Sorun, sadece kasıtlı, bilerek yalan söylemek de değil. WikiLeaks’in son CIA sızıntılarını, ciddi medyanın haber yapış biçiminin bile “hatalı olduğu” anlaşıldı. ABD’deki yüzakı bilimcilerimizden teknoloji sosyolojisi hocası Zeynep Tüfekçi, 9 Mart’ta New York Times’daki makalesinde bu hatayı anlattı. Medyanın, WikiLeaks’ten gelen her bilginin üzerine balıklama atladığından yakındı.
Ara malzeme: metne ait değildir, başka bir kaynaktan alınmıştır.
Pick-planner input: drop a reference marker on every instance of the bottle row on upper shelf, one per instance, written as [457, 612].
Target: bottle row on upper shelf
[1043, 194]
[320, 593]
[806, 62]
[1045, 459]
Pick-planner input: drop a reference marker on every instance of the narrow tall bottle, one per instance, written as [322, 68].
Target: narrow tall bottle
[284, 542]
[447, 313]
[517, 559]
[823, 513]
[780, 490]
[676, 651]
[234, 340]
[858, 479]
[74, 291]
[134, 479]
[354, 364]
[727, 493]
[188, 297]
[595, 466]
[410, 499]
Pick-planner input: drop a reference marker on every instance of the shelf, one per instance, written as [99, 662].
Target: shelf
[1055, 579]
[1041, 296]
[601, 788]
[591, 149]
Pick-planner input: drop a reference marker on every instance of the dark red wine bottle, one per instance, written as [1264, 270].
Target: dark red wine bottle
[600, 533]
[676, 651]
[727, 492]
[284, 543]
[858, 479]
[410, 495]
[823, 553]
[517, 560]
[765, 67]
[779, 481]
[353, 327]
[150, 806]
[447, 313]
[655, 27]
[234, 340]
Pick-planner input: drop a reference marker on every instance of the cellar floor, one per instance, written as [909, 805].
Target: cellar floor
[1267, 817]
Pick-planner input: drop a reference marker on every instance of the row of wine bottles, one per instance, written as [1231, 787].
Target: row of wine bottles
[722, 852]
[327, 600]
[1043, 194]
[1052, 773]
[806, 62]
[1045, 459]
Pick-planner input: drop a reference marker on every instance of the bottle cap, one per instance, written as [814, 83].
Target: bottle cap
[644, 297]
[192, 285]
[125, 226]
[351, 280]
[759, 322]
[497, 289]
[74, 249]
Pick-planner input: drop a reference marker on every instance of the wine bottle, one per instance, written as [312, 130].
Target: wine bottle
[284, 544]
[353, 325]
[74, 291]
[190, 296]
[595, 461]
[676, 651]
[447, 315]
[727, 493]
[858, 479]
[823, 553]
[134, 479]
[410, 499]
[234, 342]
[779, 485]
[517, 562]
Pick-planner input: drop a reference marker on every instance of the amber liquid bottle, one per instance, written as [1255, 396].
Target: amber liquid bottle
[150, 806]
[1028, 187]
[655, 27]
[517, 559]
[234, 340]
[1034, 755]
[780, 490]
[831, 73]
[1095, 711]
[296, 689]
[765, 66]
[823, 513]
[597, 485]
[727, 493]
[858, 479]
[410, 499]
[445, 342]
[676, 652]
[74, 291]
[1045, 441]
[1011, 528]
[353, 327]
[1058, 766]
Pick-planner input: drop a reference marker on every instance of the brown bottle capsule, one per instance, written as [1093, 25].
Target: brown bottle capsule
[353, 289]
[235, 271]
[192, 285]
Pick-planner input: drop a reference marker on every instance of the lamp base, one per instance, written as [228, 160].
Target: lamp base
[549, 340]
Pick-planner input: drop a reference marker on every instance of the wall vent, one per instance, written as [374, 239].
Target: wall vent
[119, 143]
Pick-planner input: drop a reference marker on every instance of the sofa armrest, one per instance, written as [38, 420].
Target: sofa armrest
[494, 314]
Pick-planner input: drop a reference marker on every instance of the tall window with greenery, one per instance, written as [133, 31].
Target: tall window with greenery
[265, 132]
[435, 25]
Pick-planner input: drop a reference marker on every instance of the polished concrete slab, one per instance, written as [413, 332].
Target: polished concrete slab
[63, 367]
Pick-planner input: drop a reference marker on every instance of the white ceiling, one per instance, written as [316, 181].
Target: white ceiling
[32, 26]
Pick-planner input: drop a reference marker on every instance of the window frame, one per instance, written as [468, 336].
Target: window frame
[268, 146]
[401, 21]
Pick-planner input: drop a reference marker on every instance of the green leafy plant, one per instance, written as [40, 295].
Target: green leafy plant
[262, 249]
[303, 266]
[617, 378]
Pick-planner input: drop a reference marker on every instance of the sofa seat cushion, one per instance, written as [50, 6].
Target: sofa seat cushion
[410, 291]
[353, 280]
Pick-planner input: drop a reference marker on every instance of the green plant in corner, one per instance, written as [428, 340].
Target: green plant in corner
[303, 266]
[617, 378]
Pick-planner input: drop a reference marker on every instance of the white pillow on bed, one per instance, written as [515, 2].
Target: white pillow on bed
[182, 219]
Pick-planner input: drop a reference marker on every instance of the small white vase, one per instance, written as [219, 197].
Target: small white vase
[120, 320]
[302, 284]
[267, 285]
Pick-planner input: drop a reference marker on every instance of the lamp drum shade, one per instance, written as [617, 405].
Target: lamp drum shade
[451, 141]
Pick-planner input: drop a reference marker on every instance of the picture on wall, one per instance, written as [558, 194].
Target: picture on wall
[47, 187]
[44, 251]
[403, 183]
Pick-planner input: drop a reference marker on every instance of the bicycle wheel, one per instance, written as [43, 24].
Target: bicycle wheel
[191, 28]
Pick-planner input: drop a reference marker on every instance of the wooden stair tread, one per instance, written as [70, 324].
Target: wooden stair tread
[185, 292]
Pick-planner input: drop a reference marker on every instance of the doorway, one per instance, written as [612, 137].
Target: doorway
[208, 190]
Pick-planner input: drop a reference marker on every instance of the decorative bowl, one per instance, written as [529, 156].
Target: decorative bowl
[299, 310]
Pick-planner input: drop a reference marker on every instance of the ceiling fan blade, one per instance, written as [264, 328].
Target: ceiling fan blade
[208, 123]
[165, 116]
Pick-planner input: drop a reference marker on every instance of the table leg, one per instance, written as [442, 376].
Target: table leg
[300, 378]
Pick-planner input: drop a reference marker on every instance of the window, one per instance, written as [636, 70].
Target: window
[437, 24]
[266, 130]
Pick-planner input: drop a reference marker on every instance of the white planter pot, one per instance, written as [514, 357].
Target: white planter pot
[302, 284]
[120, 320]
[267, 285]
Böyle bir ortamda, Almanya’da genel seçime doğru adım adım gidilirken, hangi haberin yalan hangisinin doğru olduğunu anlamak için özel girişimle kurulan Correctiv adlı bir “haber merkezi” Essen ve Berlin’de 20 kişilik ekip ve 500 gönüllüyle çalışıyor. Şimdi ise Facebook’un “soru işareti” koyduğu haberleri inceleyecek. Sonra da sonucu Facebook’ta yayınlayacak.

Gerçek haber cephesi

Fransa’da 23 Nisan’daki cumhurbaşkanlığı seçimi birinci turuna doğru, aynı konuda medya sınavdan geçiyor. Yalanlar: Adaylardan birinin (Macron) sponsoru Suudi Arabistanmış (“Sahte” Le Soir). Hükümet, mültecilere 100 milyon euro’ya otel alıyormuş. Madam Le Pen, bir çocuk masalındaki kız, “türbanlı” diye şikayet tweeti atmış. Hükümet, Hristiyan dini tatil günleri yerine Müslüman ve Musevi günlerini tatil ilan edecekmiş.
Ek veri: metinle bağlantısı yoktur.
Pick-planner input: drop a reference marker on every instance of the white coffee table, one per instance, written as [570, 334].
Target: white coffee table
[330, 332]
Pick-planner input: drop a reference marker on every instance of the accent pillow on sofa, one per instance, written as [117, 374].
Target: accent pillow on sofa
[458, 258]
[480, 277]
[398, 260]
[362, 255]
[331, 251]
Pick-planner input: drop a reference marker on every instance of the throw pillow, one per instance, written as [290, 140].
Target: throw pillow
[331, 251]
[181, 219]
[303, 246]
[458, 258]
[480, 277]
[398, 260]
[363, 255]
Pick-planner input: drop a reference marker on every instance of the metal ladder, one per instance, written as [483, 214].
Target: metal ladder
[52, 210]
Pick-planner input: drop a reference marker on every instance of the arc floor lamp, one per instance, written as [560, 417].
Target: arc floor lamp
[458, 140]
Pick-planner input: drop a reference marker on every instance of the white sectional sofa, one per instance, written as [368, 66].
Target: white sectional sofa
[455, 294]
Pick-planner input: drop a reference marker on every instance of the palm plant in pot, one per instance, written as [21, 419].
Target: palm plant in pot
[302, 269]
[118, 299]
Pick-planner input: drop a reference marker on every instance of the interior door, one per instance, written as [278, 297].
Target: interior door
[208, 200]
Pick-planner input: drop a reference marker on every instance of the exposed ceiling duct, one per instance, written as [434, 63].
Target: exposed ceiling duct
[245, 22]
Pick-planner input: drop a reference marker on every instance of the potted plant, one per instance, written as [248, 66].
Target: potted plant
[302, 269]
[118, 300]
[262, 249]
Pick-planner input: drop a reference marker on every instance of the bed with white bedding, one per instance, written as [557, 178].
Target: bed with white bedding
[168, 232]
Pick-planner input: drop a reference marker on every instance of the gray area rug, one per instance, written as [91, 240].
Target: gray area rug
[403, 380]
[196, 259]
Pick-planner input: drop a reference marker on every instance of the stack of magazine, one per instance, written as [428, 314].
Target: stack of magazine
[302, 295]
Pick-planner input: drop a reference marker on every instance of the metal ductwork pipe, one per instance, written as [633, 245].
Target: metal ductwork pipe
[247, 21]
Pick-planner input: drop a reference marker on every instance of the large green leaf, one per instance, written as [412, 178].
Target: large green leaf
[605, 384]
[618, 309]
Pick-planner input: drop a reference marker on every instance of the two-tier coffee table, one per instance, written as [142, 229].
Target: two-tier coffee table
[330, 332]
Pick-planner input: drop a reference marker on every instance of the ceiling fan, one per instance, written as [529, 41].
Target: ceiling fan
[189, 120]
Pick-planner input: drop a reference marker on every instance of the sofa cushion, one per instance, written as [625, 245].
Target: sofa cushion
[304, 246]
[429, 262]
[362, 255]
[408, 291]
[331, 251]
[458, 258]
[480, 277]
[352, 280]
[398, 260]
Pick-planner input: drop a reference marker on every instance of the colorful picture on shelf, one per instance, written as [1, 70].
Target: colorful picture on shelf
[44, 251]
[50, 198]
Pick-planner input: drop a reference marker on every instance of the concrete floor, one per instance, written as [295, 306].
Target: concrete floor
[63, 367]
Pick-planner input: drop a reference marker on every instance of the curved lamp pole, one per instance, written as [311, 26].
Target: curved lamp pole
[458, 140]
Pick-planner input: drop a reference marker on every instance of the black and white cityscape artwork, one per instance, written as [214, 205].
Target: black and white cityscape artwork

Bu saçmalıklarla başa çıkmak amacıyla, Fransa’da Google News Lab ve 8 iletişim kurumu, First Draft News haber denetim merkezini kurdular. Özellikle yalan haber incelemesi için CrossCheck adlı alt-birimi oluşturdular. Fransız Haber Ajansı AFP, Liberation, Le Monde başta, bir düzine medya kurumu bu ortak bilgi-beceri havuzunda toplandı. Şimdi de dünyaya açılıyorlar: Selanik’ten Güney Afrika’ya, Boston’dan Sydney’e 30 iletişim okulu yalana karşı ortak cephe oluşturuyor.

Çamur at, izi kalsın

Avrupa Birliği, Doğu Avrupa ve Rusya kaynaklı sahte haberlerle mücadele için 2015’te East Strategic Communication Task Force adlı bir birim oluşturdu. Şimdi buraya daha fazla eleman alacaklarmış. Ama sorun, sadece Rusya da değil. Almanya’nın “içinden” sahte haber üretenler var. Örneğin, RIA Novosti (Rus haber ajansı), Angela Merkel’in “politikaları yüzünden, Almanya’dan her yıl 700 bin kişinin göç ettiğini” duyurdu. Külliyen yalan! Almanya’dan göç yılda 150 bin, ama neden göç ettiklerine dair bir kayıt yok. Ve: RIA Novosti, evet, gerçek bir haber ajansı, ama bu ismi, Almanya’nın İslam karşıtı Pegida örgütünün lideri Lutz Bachmann “öylesine” kullanmış. Marka ihlali, marka sahteciliği yapmış. Rusya’nın da umurundaydı sanki!

Evvel zaman içinde

Tarihten bir yaprak: Hindistan Başbakanı İndira Gandi, 1984’te suikastle öldürüldü. Oğlu Raciv’in şu sözü gerçektir: “Annemin öldüğüne, BBC yayınladıktan sonra inandım.” Ciddi editoryal ilkeleri olan ciddi medya kurumlarının, internet öncesi dönemde gerçek ve yalan haberi birbirinden ayırdedecek kuralları vardı. Aradan geçen 30 yılda, bu kurallara sahip olanlar azınlıkta, uydurmacı sahtekarlar çoğunlukta. Buna bir de küresel cehaleti, ırkçılığı, “sadece duymak istediğini duyma arzusunu” da ekleyince, içinde bulunduğumuz durum ortaya çıkıyor. Sosyal medya, bir iletişim inovasyonuydu, ama inovasyon kötüye de kullanılabilir.

Edip Emil Öymen

*Bu yazı 24.03.2017 tarihli Dünya gazetesinde yayınlandı.